言い換えれば、本発明におけるDGLA含有脂質の製造方法又は微生物油の製造方法は、アラキドン酸を生産可能な微生物を変異させることにより得られ、Δ5不飽和化活性が低下又は欠失した微生物を培養することによって、脂質中のジホモ−γ−リノレン酸に対するアラキドン酸の含有率が低い脂質を製造する方法であって、微生物の培養液に、例えば2種類のΔ5不飽和化酵素阻害剤を添加することを含む方法であってもよい。
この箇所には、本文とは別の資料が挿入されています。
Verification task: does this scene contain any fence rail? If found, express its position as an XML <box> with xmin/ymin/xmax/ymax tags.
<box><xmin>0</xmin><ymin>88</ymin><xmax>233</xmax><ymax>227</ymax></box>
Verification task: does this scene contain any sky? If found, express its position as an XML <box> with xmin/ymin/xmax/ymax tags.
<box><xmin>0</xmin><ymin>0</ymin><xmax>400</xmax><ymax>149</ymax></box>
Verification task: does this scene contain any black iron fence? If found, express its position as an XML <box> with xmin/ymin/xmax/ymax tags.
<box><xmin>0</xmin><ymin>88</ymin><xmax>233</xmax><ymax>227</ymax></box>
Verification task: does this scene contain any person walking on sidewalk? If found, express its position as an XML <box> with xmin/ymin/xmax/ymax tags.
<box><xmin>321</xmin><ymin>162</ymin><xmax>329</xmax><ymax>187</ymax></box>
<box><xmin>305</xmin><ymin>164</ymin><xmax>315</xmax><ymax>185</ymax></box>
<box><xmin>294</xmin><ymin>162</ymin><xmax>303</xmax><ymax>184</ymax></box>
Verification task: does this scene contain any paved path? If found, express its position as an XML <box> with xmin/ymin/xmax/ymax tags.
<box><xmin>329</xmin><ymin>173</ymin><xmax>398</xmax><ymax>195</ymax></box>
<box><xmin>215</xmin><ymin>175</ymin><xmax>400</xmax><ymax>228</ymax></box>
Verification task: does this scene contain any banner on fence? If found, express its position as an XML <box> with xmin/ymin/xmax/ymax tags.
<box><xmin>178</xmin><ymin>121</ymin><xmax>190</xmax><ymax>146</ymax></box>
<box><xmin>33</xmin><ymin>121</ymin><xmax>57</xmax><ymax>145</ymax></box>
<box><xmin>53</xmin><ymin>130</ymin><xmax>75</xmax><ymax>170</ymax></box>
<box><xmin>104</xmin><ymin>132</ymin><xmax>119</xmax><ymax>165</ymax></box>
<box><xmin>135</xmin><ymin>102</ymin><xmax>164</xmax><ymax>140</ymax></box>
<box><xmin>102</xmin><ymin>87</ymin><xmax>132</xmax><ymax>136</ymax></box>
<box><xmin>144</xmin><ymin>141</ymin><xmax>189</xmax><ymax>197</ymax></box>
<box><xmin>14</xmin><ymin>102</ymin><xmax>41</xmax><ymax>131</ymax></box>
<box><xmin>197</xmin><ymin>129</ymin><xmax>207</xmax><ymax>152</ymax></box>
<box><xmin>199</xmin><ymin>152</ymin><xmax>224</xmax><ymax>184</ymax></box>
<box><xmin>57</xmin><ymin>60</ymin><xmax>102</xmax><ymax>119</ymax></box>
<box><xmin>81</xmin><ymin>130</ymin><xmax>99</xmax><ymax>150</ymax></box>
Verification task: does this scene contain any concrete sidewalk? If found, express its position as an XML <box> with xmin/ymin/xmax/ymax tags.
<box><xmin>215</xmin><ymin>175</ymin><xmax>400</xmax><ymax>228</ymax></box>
生産工程で用いられる脂質生産が既知の微生物は、好ましくは、モルティエレラ(Mortierella)属、コニディオボラス(Conidiobolus)属、フィチウム(Pythium)属、フィトフトラ(Phytophthora)属、ペニシリューム(Penicillium)属、クラドスポリューム(Cladosporium)属、ムコール(Mucor)属、フザリューム(Fusarium)属、アスペルギルス(Aspergillus)属、ロードトルラ(Rhodotorula)属、エントモフトラ(Entomophthora)属、エキノスポランジウム(Echinosporangium)属、及びサプロレグニア(Saprolegnia)属の微生物からなる群から選択される少なくとも1種である。前記微生物としてはDGLA産生能を有する微生物であるべきであり、モルティエレラ(Mortierella)属に属する微生物が更に好ましい。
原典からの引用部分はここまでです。